Archive Lessons Learned
Back from my month in Paris, almost twenty years after my last trip to the SHD war archives at Vincennes. Over the past month I spent 17 days in the archives – four potential research days were wasted because I overestimated how long it would take me to go through the volumes – damn me and my efficiency! Those interested in what I learned (and relearned) can read the Little and Big Pictures below.
The Little Picture
Before the trip, I had organized Devonthink so that it would be easy to keep track of which volumes I needed, which I’d looked at, etc. I’d already set up separate groups (tags, technically) for each volume, and had parsed the OCRed inventory description of each (as described in an earlier post) as well. I’d also gone through and highlighted (set label color) for the volumes I’d ordered, and also for specific documents that I wanted to look at. If I knew how many pieces (or folios) were in a volume, I made placeholder RTF records for each individual document. [Process: in Excel I used autofill to create a separate row for each document number (e.g. 1706 A1 1834 #1 for row 1, 1706 A1 1834 #2 for row 2… – technically, I made a separate column for the document number and concatenated and then Paste Special as Value). I saved the resulting list as a text file, dragged it into the appropriate DTPO tag, then converted it to RTF, and then ran the Applescript macro Explode by Paragraph, which split each row into its own RTF file, placing the title in the Spotlight Comment and the main body… All this took a few minutes per volume.]
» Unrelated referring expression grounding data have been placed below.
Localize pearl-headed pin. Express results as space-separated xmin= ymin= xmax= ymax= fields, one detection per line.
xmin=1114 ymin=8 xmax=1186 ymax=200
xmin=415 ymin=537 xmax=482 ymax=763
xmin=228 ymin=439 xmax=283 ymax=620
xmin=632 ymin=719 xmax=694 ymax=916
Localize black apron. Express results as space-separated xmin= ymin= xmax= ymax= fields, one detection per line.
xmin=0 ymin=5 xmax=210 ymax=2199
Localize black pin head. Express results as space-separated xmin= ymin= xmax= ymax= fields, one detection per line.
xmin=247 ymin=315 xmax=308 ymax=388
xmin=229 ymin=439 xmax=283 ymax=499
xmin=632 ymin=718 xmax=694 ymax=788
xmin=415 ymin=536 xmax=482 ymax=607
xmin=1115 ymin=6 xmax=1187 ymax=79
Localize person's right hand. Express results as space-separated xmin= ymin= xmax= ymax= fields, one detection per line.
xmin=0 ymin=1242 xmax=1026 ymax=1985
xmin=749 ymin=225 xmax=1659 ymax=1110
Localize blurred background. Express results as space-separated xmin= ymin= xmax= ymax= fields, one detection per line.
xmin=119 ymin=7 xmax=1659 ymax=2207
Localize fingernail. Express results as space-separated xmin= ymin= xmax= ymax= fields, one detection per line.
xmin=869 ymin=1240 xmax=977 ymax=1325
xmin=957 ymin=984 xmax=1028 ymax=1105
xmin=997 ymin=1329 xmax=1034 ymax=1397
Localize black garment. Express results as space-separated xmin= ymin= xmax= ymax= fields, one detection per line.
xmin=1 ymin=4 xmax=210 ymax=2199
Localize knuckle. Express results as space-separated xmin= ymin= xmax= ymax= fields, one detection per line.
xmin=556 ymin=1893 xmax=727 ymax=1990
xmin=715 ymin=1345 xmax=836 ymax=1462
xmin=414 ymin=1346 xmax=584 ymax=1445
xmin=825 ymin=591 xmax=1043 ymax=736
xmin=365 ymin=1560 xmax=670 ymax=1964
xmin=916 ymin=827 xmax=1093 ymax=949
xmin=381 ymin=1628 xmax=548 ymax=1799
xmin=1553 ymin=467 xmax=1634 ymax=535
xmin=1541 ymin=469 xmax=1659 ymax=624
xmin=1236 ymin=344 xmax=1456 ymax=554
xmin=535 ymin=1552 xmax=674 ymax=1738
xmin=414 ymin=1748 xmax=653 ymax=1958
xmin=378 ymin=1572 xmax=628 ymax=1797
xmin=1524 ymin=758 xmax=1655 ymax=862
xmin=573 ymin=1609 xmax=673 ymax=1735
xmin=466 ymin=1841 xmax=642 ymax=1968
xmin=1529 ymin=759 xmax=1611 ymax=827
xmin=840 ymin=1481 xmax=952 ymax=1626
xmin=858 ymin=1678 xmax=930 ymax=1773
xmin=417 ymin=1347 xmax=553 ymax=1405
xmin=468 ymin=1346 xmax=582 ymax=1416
Then I marked (label with a color) any specific documents that I wanted to focus on, even describe them in the file name, based off of the table of contents in the beginning of each volume if I had photos of that. [After checking in published sources to make sure there weren’t a lot of documents already transcribed.]
This, then. gave me an indication of which documents in a volume to photograph, or whether to just photograph the whole volume (which I only did for a few, mostly because it gets really boring, and takes up an entire day). On the left, you can see the old-school master list of volumes I used as well.
I also created a couple of smart groups so I can keep track of which documents I still want to look at in the future (To Get), as well as those which I have, but now need to transcribe. I’d usually have both of these windows open at the same time, so I could jump back and forth as needed. Note as well the easy-to-access Favorites group in the far left pane.
(Confession: By the last week, I just wrote down the document numbers to photograph on a pad of paper for a few of the volumes.)
Thus armed, I went into the archives with camera (extra battery), laptop and pad of paper in tow. Overall, I managed to look at 22 volumes (one was missing), and took 12,000 photos. This averages out to 700 pictures per day, though in the future I’ll try to spread the distribution out more evenly. My peak photo days included one day of 1300 photos, and the last day I somehow managed 1900 exposures (reminder to self: always top off your battery, even if you don’t think you need to!). My camera: a 14.1 megapixel Panasonic DMC-FH20 with a small sensor (1/2.33″ CCD); the SD card (one 8 GB, the other 2 GB) is rated at 20 MB/s. I used a moderately-sized 3 MP JPG file size with ISO 800 and anti-shake on, with one of the macro settings (forced flash off, of course). Each image was about 1.5 MB in size, and after each volume was completed I’d copy the images from the SD card to my MacBook Air in a separate folder for each volume.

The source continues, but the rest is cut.